Crypto exchange-traded products (ETPs) recorded $1.4 billion in inflows last week, up from $1.1 billion the week prior, marking the second-strongest weekly performance since January, according to CoinShares.
This extends a three-week inflow streak totaling $2.7 billion, bringing year-to-date inflows to around $3.8 billion. Assets under management have climbed to $154.8 billion — the highest level since early February, after dropping to about $128 billion in March.

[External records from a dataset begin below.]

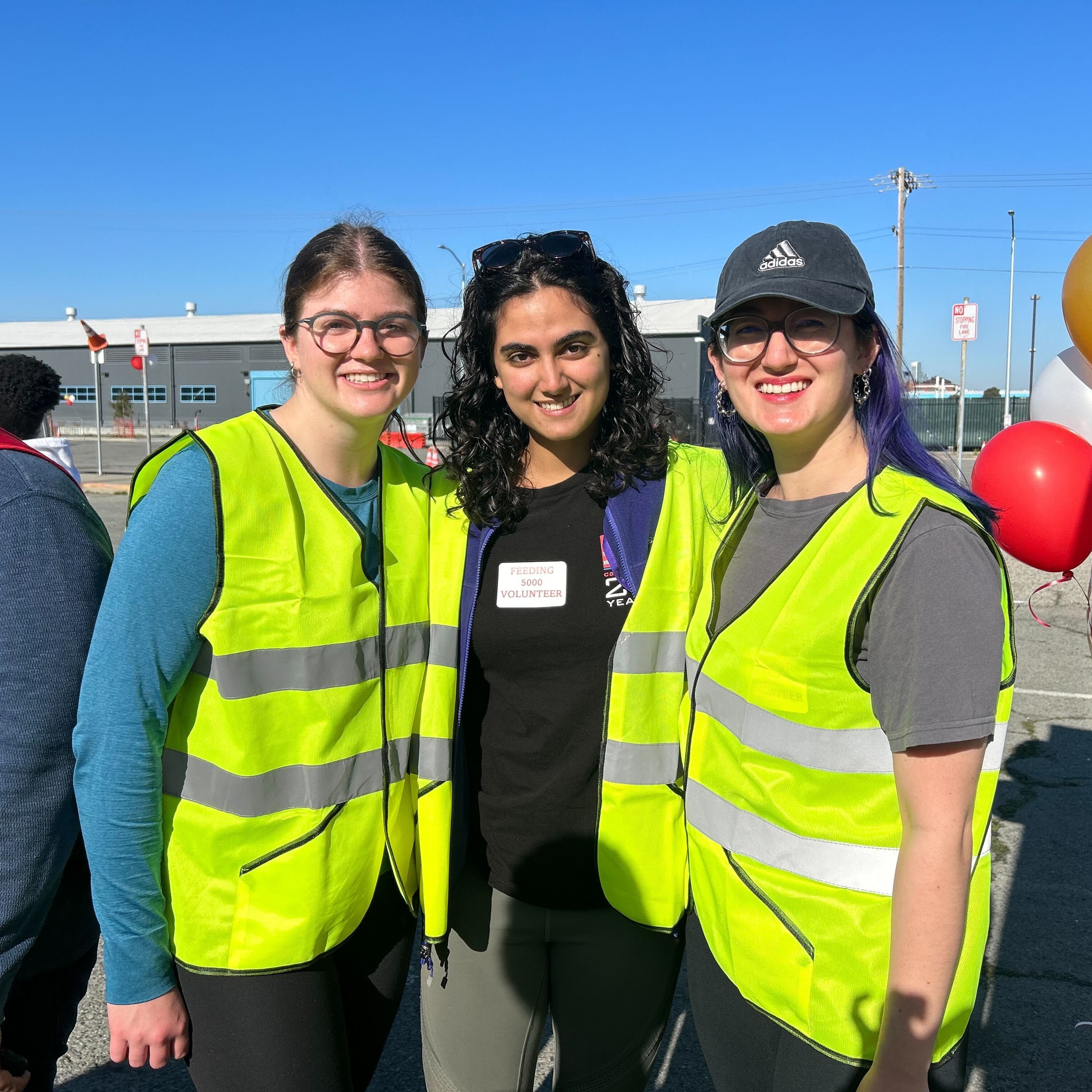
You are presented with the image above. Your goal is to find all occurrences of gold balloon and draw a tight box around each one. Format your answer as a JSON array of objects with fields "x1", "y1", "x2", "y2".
[{"x1": 1061, "y1": 236, "x2": 1092, "y2": 360}]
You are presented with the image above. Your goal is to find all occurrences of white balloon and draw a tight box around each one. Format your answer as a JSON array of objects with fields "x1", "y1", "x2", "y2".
[{"x1": 1031, "y1": 346, "x2": 1092, "y2": 443}]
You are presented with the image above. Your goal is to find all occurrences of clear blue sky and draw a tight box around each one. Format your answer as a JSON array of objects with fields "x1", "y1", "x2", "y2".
[{"x1": 0, "y1": 0, "x2": 1092, "y2": 389}]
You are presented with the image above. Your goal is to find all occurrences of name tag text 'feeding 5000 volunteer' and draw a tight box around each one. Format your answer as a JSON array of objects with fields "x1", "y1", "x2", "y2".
[{"x1": 497, "y1": 561, "x2": 568, "y2": 607}]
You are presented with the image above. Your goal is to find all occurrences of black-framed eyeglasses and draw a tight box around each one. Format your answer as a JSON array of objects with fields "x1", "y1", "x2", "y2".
[
  {"x1": 299, "y1": 311, "x2": 428, "y2": 356},
  {"x1": 716, "y1": 307, "x2": 842, "y2": 364},
  {"x1": 471, "y1": 231, "x2": 595, "y2": 274}
]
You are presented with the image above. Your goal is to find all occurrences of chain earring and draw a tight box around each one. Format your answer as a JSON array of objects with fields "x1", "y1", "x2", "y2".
[
  {"x1": 853, "y1": 368, "x2": 872, "y2": 406},
  {"x1": 716, "y1": 386, "x2": 736, "y2": 420}
]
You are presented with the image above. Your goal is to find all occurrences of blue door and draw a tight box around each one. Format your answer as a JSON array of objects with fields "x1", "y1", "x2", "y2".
[{"x1": 250, "y1": 369, "x2": 291, "y2": 410}]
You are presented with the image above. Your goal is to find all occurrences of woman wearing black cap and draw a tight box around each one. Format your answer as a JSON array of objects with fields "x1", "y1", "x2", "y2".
[{"x1": 684, "y1": 222, "x2": 1014, "y2": 1092}]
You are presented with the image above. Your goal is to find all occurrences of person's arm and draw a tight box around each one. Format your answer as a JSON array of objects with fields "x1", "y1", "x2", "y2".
[
  {"x1": 861, "y1": 739, "x2": 986, "y2": 1092},
  {"x1": 73, "y1": 447, "x2": 216, "y2": 1067},
  {"x1": 0, "y1": 487, "x2": 110, "y2": 1018},
  {"x1": 861, "y1": 510, "x2": 1005, "y2": 1092}
]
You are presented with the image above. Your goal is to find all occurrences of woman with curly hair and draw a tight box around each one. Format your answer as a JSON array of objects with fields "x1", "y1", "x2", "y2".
[{"x1": 418, "y1": 231, "x2": 725, "y2": 1092}]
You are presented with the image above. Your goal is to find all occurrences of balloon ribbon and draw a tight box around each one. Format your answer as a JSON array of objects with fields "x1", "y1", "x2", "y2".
[{"x1": 1028, "y1": 569, "x2": 1092, "y2": 653}]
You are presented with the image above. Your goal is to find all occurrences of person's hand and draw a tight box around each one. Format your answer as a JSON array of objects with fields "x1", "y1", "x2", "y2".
[
  {"x1": 857, "y1": 1061, "x2": 929, "y2": 1092},
  {"x1": 106, "y1": 986, "x2": 190, "y2": 1070},
  {"x1": 0, "y1": 1041, "x2": 31, "y2": 1092}
]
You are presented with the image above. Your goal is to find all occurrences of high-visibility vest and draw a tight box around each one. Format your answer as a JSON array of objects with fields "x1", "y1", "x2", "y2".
[
  {"x1": 131, "y1": 412, "x2": 428, "y2": 972},
  {"x1": 417, "y1": 443, "x2": 727, "y2": 941},
  {"x1": 684, "y1": 468, "x2": 1015, "y2": 1062}
]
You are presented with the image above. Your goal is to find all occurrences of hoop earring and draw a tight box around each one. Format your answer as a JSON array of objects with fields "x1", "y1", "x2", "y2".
[
  {"x1": 853, "y1": 367, "x2": 872, "y2": 406},
  {"x1": 716, "y1": 386, "x2": 736, "y2": 420}
]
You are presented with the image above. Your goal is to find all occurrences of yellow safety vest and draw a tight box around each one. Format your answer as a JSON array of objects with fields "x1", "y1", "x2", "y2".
[
  {"x1": 684, "y1": 468, "x2": 1015, "y2": 1063},
  {"x1": 417, "y1": 443, "x2": 727, "y2": 941},
  {"x1": 130, "y1": 412, "x2": 429, "y2": 972}
]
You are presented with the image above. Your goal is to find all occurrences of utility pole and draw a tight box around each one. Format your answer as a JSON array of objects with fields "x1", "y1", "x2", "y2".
[
  {"x1": 436, "y1": 242, "x2": 466, "y2": 304},
  {"x1": 1028, "y1": 294, "x2": 1039, "y2": 399},
  {"x1": 1001, "y1": 209, "x2": 1017, "y2": 428},
  {"x1": 872, "y1": 167, "x2": 936, "y2": 356},
  {"x1": 956, "y1": 296, "x2": 971, "y2": 478}
]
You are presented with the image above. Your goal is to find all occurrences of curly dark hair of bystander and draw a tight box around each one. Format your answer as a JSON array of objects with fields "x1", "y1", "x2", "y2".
[
  {"x1": 0, "y1": 353, "x2": 61, "y2": 440},
  {"x1": 441, "y1": 236, "x2": 670, "y2": 530}
]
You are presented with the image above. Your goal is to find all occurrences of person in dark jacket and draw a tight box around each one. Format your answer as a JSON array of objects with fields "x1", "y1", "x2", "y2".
[{"x1": 0, "y1": 419, "x2": 112, "y2": 1092}]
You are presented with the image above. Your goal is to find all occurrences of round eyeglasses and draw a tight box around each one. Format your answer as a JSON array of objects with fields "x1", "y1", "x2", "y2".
[
  {"x1": 716, "y1": 307, "x2": 842, "y2": 364},
  {"x1": 299, "y1": 311, "x2": 428, "y2": 356}
]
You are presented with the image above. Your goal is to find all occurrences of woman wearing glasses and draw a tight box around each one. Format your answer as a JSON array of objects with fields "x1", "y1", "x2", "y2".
[
  {"x1": 686, "y1": 222, "x2": 1014, "y2": 1092},
  {"x1": 418, "y1": 231, "x2": 726, "y2": 1092},
  {"x1": 75, "y1": 223, "x2": 428, "y2": 1092}
]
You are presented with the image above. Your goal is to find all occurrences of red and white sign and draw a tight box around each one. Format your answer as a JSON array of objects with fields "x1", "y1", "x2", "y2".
[{"x1": 952, "y1": 304, "x2": 979, "y2": 341}]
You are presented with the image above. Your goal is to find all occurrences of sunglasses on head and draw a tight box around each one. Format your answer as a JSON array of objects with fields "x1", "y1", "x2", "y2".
[{"x1": 471, "y1": 231, "x2": 595, "y2": 274}]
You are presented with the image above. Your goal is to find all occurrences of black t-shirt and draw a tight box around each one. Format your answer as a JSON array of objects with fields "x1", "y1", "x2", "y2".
[{"x1": 463, "y1": 473, "x2": 633, "y2": 910}]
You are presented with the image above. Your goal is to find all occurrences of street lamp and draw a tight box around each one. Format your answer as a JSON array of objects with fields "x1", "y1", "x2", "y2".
[
  {"x1": 436, "y1": 242, "x2": 466, "y2": 303},
  {"x1": 1028, "y1": 292, "x2": 1040, "y2": 399},
  {"x1": 1002, "y1": 209, "x2": 1017, "y2": 428}
]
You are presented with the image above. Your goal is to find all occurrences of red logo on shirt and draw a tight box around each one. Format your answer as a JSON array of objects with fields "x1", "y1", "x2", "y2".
[{"x1": 599, "y1": 535, "x2": 633, "y2": 607}]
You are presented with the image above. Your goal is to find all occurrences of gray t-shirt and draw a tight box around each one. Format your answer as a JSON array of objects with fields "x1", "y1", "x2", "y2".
[{"x1": 716, "y1": 493, "x2": 1005, "y2": 751}]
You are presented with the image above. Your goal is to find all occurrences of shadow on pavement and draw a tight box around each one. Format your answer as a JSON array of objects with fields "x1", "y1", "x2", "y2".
[{"x1": 971, "y1": 722, "x2": 1092, "y2": 1092}]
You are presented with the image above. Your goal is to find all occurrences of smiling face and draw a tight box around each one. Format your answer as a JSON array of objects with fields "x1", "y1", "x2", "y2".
[
  {"x1": 281, "y1": 273, "x2": 425, "y2": 422},
  {"x1": 709, "y1": 296, "x2": 879, "y2": 446},
  {"x1": 493, "y1": 287, "x2": 610, "y2": 450}
]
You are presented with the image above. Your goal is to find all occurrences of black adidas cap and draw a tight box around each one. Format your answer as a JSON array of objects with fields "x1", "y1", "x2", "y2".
[{"x1": 709, "y1": 220, "x2": 876, "y2": 326}]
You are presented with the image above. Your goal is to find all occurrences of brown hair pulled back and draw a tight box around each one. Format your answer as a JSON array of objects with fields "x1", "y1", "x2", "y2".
[{"x1": 283, "y1": 220, "x2": 428, "y2": 334}]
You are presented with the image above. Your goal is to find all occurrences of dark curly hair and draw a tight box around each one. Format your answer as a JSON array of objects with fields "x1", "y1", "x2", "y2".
[
  {"x1": 440, "y1": 236, "x2": 670, "y2": 530},
  {"x1": 0, "y1": 353, "x2": 61, "y2": 440}
]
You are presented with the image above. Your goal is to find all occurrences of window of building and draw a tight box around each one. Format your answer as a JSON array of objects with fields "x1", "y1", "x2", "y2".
[
  {"x1": 110, "y1": 386, "x2": 167, "y2": 404},
  {"x1": 178, "y1": 386, "x2": 216, "y2": 402},
  {"x1": 61, "y1": 386, "x2": 95, "y2": 402}
]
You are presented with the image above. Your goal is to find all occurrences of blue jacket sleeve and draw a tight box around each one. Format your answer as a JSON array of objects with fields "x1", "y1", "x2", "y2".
[
  {"x1": 0, "y1": 465, "x2": 110, "y2": 1014},
  {"x1": 73, "y1": 445, "x2": 216, "y2": 1005}
]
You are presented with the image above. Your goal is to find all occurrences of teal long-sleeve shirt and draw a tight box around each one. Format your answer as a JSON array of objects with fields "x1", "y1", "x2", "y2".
[{"x1": 72, "y1": 445, "x2": 379, "y2": 1005}]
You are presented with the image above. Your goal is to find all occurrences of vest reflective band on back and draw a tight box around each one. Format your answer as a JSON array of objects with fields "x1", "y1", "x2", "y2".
[
  {"x1": 131, "y1": 413, "x2": 430, "y2": 972},
  {"x1": 417, "y1": 445, "x2": 727, "y2": 940},
  {"x1": 686, "y1": 469, "x2": 1015, "y2": 1063}
]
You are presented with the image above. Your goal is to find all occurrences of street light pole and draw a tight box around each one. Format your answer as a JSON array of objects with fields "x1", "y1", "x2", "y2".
[
  {"x1": 1028, "y1": 294, "x2": 1039, "y2": 399},
  {"x1": 956, "y1": 296, "x2": 971, "y2": 478},
  {"x1": 436, "y1": 242, "x2": 466, "y2": 303},
  {"x1": 1002, "y1": 209, "x2": 1017, "y2": 428}
]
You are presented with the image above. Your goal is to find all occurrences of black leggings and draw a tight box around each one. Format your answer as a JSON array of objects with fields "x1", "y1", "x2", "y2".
[
  {"x1": 686, "y1": 914, "x2": 966, "y2": 1092},
  {"x1": 178, "y1": 872, "x2": 416, "y2": 1092}
]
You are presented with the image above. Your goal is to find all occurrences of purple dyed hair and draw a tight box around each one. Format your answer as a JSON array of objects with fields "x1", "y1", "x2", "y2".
[{"x1": 716, "y1": 306, "x2": 997, "y2": 531}]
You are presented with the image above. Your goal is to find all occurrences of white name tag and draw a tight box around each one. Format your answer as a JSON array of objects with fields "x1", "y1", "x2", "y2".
[{"x1": 497, "y1": 561, "x2": 569, "y2": 607}]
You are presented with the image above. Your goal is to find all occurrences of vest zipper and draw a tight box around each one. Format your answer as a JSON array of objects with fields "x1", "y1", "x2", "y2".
[
  {"x1": 722, "y1": 846, "x2": 816, "y2": 962},
  {"x1": 239, "y1": 801, "x2": 345, "y2": 876}
]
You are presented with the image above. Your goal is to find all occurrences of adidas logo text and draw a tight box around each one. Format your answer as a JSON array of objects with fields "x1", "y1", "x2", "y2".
[{"x1": 758, "y1": 239, "x2": 804, "y2": 273}]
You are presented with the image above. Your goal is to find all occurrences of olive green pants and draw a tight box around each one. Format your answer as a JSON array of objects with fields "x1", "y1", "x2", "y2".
[{"x1": 420, "y1": 868, "x2": 682, "y2": 1092}]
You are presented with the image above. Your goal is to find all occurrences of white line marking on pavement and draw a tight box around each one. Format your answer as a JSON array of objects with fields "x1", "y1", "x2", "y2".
[
  {"x1": 1012, "y1": 686, "x2": 1092, "y2": 701},
  {"x1": 654, "y1": 1009, "x2": 686, "y2": 1089}
]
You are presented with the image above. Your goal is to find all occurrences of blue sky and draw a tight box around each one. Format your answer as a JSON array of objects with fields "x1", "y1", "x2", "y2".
[{"x1": 0, "y1": 0, "x2": 1092, "y2": 389}]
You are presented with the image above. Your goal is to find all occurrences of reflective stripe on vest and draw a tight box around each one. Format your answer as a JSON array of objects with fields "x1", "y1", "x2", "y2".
[
  {"x1": 191, "y1": 623, "x2": 458, "y2": 699},
  {"x1": 686, "y1": 779, "x2": 991, "y2": 898},
  {"x1": 691, "y1": 661, "x2": 1009, "y2": 773}
]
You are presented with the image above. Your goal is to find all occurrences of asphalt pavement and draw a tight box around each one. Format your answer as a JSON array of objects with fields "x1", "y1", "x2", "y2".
[{"x1": 58, "y1": 441, "x2": 1092, "y2": 1092}]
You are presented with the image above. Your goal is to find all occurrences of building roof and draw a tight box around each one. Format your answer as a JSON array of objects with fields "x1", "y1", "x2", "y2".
[{"x1": 0, "y1": 299, "x2": 713, "y2": 350}]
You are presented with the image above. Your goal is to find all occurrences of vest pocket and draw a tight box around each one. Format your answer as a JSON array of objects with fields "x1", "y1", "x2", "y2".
[
  {"x1": 239, "y1": 801, "x2": 345, "y2": 876},
  {"x1": 724, "y1": 850, "x2": 816, "y2": 1033},
  {"x1": 227, "y1": 793, "x2": 385, "y2": 971}
]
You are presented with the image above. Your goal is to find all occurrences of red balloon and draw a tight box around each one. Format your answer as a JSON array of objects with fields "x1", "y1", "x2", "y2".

James Butterfill said the surge likely reflects renewed risk appetite tied to ceasefire developments, alongside Bitcoin nearing $78,000 on Friday, based on data from CoinGecko.
Bitcoin dominated last week’s inflows, attracting $1.12 billion and pushing its year-to-date total to $3 billion, with AUM reaching $123 billion. Much of this came from US spot Bitcoin ETFs, which alone saw $1 billion in inflows.
Meanwhile, Ethereum investment products recorded $328 million in inflows — their strongest week since January — bringing year-to-date flows back into positive territory at $197 million.

Altcoin-focused ETPs lagged behind, with products tied to XRP and Solana posting net outflows. XRP led declines with $56 million in redemptions, while Solana saw a more modest $2.3 million exit.
Short-Bitcoin products recorded $1.4 million in inflows, pointing to limited but persistent hedging demand.
Regionally, the United States dominated with $1.5 billion in inflows, followed by Germany with $28 million. Switzerland, meanwhile, saw the largest outflows at $138 million.
Commenting on macro conditions, James Butterfill said markets largely looked past March’s 3.3% CPI reading, with core inflation at 2.6% viewed as relatively contained and more supply-driven than broad-based.
Echoing that view, Laser Digital told that backward-looking indicators like CPI and PMIs offer limited insight in the current environment.
“Delayed indicators like CPI and PMIs mostly reflect past conditions rather than the current situation,” the firm said, adding that the outlook remains “cautiously optimistic.”

Sentiment gains were also reflected in the Crypto Fear & Greed Index, which climbed from “extreme fear” to “fear,” with the score rising above 29 on Monday — its highest level since Jan. 29.